The only other patient I saw with this condition was my long case in Edinburgh. (The diagnosis was easy because someone left it written on a document by the patient, and the examiners seemed put out with the apparently spot diagnosis).
This patient is a really unfit man of 70 with COAD, asbestosis, a loculated left pleural effusion, scleroderma affecting the small bowel to a mild extent as well as the oesophagus, a triple coronary bypass, and generally not too robust.
I was asked to see him early last week because of abdominal pain for several months, vomiting for a couple of weeks worse for 3 days, weakness and weight loss.
Examination showed moderate distension, no peritonism (on percussion, of course!), bowel sounds not increased, and some firm faeces in the rectum. I thought he was constipated or had a partial large bowel obstruction, but a plain erect abdo x-ray showed a grossly dilated stomach and duodenum, including most of the third part. A NG tube yielded 3.5 litres and he felt immediately much better.

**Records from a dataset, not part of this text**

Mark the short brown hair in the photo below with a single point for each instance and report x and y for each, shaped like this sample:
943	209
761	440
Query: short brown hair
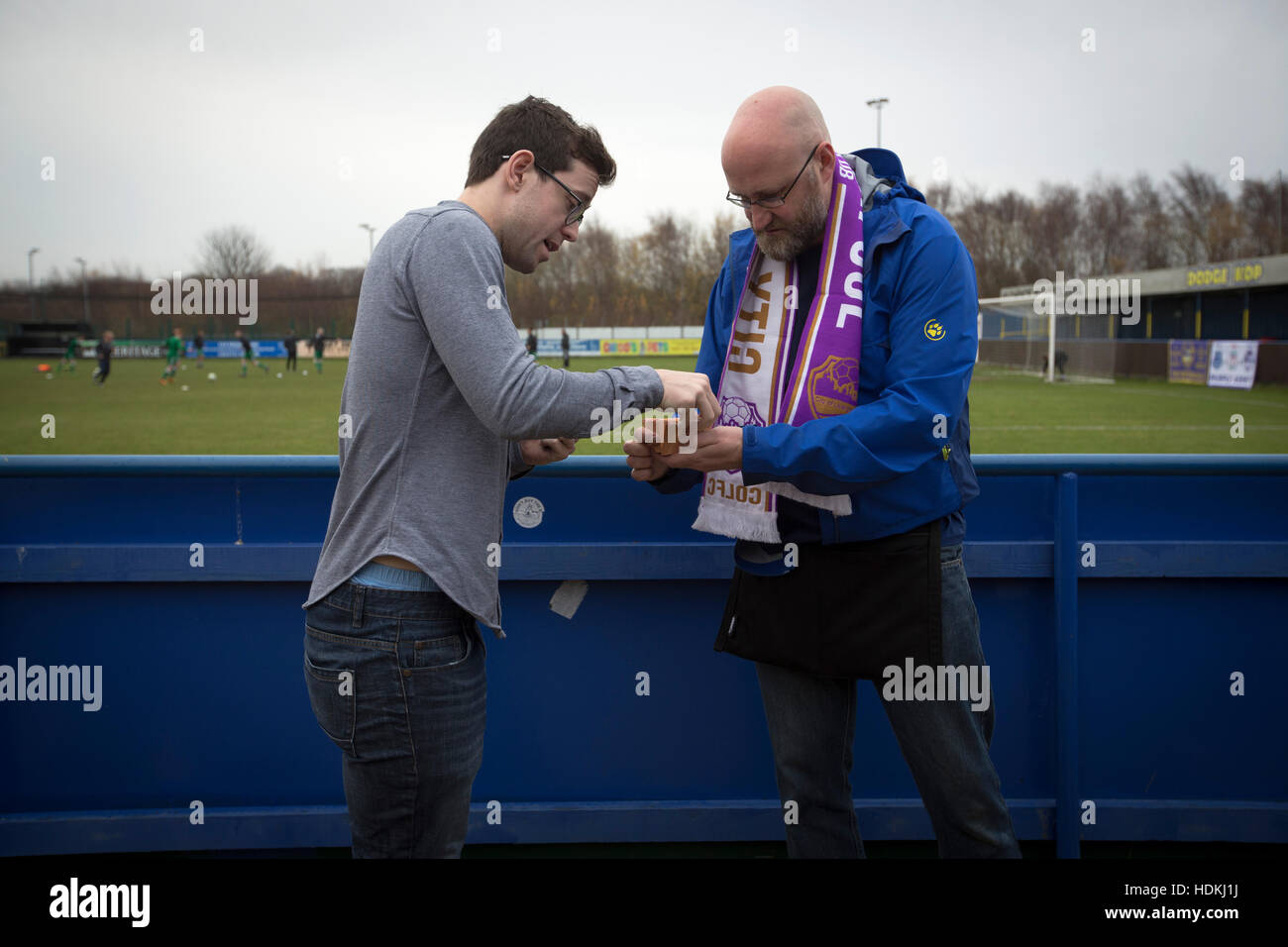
548	132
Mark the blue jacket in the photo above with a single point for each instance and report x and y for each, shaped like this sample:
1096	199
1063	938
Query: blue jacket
901	464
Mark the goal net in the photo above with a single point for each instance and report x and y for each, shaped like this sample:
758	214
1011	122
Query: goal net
1022	333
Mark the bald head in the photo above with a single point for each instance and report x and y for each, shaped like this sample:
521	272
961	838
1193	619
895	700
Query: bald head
778	118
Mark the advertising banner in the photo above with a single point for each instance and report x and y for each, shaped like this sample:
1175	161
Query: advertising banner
1186	361
1232	364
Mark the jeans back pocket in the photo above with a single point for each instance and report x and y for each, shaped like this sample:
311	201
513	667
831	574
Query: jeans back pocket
333	701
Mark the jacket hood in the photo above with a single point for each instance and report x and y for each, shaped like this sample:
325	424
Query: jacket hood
880	172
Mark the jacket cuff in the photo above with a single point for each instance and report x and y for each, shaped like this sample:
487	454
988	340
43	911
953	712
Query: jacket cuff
518	467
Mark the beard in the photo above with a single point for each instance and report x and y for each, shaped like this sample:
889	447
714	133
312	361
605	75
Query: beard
804	232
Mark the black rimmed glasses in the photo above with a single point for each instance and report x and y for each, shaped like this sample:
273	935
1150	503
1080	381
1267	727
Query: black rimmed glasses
772	201
580	206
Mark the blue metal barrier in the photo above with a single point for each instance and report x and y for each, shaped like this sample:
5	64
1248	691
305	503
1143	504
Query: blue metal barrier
1122	600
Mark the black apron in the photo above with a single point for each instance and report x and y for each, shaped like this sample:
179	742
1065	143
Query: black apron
848	609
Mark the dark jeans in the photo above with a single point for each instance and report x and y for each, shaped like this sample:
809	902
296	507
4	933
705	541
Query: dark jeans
397	681
944	744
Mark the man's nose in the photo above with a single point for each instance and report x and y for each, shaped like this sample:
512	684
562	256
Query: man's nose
759	217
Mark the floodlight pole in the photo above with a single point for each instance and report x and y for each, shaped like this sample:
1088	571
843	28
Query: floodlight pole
879	105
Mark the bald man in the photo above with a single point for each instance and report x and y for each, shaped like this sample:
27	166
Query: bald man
841	339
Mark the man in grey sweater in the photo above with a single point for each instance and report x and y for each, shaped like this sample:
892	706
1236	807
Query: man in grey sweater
441	407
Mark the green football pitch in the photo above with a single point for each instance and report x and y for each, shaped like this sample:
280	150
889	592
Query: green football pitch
297	412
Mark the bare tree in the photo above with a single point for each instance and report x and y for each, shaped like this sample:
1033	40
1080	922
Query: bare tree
232	253
1258	205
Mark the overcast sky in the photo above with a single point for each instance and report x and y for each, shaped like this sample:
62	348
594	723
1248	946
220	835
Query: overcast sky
301	120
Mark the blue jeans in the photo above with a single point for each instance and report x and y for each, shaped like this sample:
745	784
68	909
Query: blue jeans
944	744
397	681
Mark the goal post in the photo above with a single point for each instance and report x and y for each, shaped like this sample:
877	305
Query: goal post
1025	333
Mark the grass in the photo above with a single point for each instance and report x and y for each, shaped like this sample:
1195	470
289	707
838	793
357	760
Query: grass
297	414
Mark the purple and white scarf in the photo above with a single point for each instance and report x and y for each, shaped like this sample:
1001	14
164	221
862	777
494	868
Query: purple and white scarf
759	388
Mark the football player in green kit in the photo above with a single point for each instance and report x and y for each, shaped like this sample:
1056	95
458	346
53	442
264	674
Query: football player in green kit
172	348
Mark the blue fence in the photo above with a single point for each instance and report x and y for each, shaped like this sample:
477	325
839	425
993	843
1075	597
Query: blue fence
1131	612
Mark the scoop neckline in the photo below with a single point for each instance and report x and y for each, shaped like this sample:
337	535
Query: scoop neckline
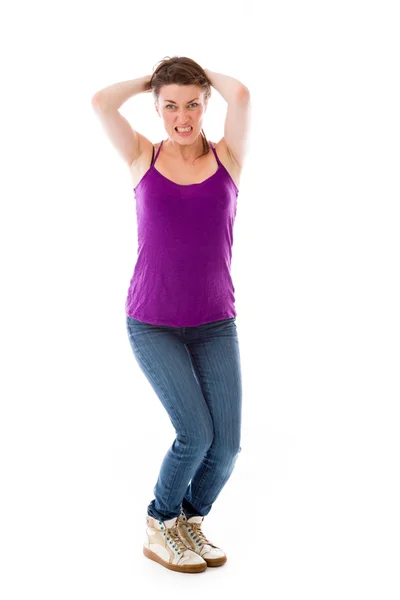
186	184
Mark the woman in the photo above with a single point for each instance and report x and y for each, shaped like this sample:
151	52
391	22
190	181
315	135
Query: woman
180	313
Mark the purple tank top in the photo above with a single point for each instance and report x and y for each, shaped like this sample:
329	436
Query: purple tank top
185	235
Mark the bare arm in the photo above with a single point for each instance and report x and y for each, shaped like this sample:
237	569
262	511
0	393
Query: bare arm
128	142
114	96
227	86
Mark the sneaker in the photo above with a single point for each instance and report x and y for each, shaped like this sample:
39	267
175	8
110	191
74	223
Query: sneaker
194	538
164	545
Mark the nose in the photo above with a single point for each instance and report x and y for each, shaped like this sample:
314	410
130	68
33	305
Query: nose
183	118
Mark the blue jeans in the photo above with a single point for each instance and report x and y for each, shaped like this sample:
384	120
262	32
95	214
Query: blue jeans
196	374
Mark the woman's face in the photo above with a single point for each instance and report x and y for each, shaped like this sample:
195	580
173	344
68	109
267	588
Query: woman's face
180	106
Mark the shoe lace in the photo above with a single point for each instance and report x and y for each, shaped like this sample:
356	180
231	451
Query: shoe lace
173	535
199	536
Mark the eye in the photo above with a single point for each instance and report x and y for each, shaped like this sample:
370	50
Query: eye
167	105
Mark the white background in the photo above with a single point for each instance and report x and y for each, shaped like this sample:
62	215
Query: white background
311	509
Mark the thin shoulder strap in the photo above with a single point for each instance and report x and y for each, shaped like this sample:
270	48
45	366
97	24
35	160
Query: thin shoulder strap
215	152
158	152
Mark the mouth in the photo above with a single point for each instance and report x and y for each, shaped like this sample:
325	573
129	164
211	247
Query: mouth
186	130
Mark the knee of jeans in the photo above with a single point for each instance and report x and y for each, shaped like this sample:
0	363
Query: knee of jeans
201	440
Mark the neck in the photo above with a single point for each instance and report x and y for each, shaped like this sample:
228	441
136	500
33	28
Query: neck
185	152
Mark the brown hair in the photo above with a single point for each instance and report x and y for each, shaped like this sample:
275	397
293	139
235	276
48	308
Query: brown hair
181	71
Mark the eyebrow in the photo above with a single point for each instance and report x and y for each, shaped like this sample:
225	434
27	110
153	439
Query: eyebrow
173	101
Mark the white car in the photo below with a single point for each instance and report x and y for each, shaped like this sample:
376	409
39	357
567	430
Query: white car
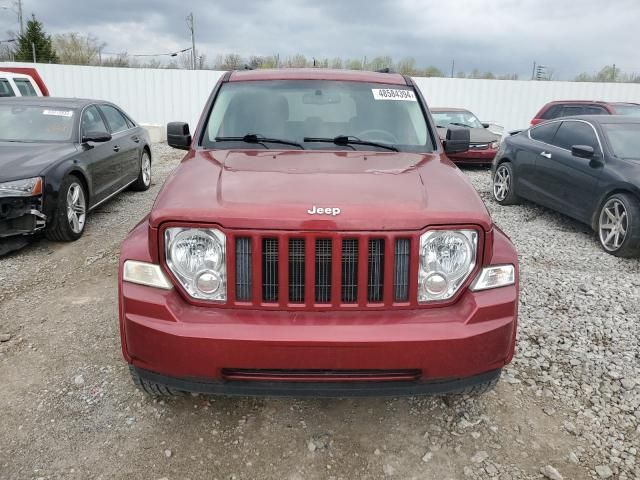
18	85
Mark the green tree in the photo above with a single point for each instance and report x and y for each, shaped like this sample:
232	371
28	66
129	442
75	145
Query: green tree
35	38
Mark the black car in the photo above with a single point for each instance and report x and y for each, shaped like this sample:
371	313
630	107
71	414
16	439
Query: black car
586	167
60	158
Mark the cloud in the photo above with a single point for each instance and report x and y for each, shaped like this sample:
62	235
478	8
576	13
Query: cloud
503	36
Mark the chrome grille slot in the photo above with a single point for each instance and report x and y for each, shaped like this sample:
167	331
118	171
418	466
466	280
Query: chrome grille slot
375	274
349	292
270	269
323	270
401	270
296	270
243	269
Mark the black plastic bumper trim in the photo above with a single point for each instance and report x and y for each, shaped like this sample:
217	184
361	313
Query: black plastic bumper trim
314	389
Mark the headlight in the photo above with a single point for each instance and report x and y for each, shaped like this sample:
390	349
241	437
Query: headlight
197	257
447	257
28	187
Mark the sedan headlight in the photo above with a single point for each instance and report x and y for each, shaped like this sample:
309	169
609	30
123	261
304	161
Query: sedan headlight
197	258
27	187
447	257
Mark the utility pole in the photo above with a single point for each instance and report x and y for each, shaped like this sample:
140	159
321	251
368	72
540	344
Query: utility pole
19	2
533	71
190	24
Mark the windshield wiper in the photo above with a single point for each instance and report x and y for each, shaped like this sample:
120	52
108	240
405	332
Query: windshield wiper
461	124
259	139
348	140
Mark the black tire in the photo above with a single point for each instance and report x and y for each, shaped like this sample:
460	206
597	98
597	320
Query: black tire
504	175
630	244
480	388
59	228
143	182
153	389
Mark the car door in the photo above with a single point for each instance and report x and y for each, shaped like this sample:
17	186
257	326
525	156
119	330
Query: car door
127	142
536	142
97	158
565	182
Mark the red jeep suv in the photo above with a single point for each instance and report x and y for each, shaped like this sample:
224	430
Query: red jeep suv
315	240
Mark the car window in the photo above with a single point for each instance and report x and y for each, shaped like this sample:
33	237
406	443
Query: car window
630	110
545	132
552	112
624	139
25	87
572	110
573	133
92	121
295	109
115	119
5	88
36	123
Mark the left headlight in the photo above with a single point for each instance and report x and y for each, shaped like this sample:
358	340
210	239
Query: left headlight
27	187
447	257
197	258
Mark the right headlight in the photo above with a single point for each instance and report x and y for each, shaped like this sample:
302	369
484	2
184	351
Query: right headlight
447	257
197	258
28	187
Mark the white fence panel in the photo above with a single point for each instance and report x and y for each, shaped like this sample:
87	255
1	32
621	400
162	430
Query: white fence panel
158	96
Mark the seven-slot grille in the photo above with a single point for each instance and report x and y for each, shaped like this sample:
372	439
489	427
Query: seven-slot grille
309	269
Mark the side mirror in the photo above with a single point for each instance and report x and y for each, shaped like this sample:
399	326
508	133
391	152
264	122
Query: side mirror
96	137
583	151
178	135
457	140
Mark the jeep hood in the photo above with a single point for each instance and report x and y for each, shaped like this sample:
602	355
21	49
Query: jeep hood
268	189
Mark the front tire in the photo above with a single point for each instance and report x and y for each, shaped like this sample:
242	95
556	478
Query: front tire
504	185
143	181
619	225
70	215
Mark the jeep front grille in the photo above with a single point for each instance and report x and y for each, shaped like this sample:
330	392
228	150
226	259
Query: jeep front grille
316	269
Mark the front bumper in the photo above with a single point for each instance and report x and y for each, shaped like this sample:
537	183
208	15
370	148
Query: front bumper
236	351
474	156
20	216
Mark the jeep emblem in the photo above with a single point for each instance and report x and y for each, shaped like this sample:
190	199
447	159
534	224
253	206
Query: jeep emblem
324	211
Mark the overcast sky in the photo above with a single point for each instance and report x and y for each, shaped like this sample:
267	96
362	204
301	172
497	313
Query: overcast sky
502	36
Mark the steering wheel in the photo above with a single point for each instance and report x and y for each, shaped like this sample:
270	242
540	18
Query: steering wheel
374	132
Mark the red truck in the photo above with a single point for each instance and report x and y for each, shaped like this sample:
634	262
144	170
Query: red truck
315	240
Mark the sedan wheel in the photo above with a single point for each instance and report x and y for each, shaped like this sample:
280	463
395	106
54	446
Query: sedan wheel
613	225
76	208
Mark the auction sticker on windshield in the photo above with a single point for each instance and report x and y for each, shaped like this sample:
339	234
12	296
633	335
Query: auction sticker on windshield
58	113
393	94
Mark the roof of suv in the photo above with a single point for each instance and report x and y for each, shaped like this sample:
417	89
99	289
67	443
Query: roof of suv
318	74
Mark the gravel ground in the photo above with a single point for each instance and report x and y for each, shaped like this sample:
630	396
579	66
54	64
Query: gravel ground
568	406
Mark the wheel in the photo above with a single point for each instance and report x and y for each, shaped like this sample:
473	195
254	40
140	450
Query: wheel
619	225
143	181
151	388
503	185
70	216
481	388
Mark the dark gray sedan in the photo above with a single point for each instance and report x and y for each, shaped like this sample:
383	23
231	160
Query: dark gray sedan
60	158
587	167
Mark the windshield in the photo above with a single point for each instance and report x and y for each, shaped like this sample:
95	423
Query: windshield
624	139
22	123
311	113
457	118
630	110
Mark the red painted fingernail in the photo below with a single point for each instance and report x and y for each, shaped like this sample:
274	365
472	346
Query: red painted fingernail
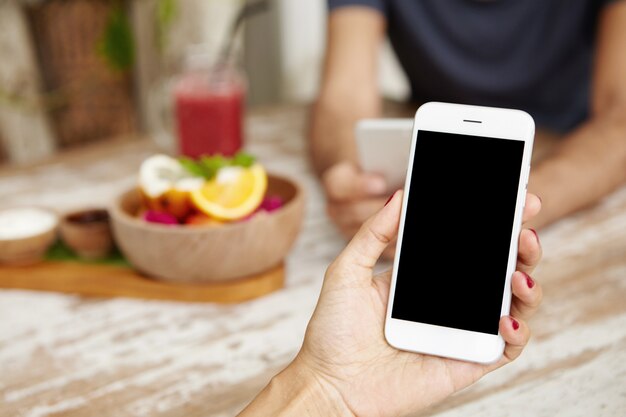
529	281
390	198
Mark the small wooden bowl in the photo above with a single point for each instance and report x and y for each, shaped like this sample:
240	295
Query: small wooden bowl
28	250
209	253
88	233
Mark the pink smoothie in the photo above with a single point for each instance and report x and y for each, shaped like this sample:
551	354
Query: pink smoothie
209	114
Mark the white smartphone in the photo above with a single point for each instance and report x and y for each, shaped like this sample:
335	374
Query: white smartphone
457	243
383	147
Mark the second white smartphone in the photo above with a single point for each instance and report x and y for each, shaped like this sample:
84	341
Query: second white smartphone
383	147
457	243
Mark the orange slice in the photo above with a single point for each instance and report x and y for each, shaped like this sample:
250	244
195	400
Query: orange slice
235	193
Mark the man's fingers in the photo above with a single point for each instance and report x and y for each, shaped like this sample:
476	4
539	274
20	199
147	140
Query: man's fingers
354	212
373	237
532	207
343	182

It had obviously done some nutritional damage – albumen, ascorbic acid and serum zinc down. CT scan showed no nearby pancreatic or other mass, and a barium meal showed that the now emptied stomach and duodenum emptied quickly when he lay on his left side.
Right now he’s free of abdominal symptoms but getting a work-ver from my friendly physician colleague for collapse/consolidation of the left lower lobe. He’s obviously not too fit for surgery right now, and doesn’t seem to need it, even without recourse to TPN, and is about to try a cautious soft diet. (His earlier succussion splash hasn’t returned).
I’ve done an Internet Medline search, but the few abstracts I’ve turned up so far don’t indicate much beyond duodenojejunostomy, Ladd’s procedure to liberate the SMA or derotate the intestine – I haven’t seen the full papers yet or got out my Aird’s Companion to Surgery.
Has anyone else had a recent case? Is non-surgical management practicable in the short and medium term?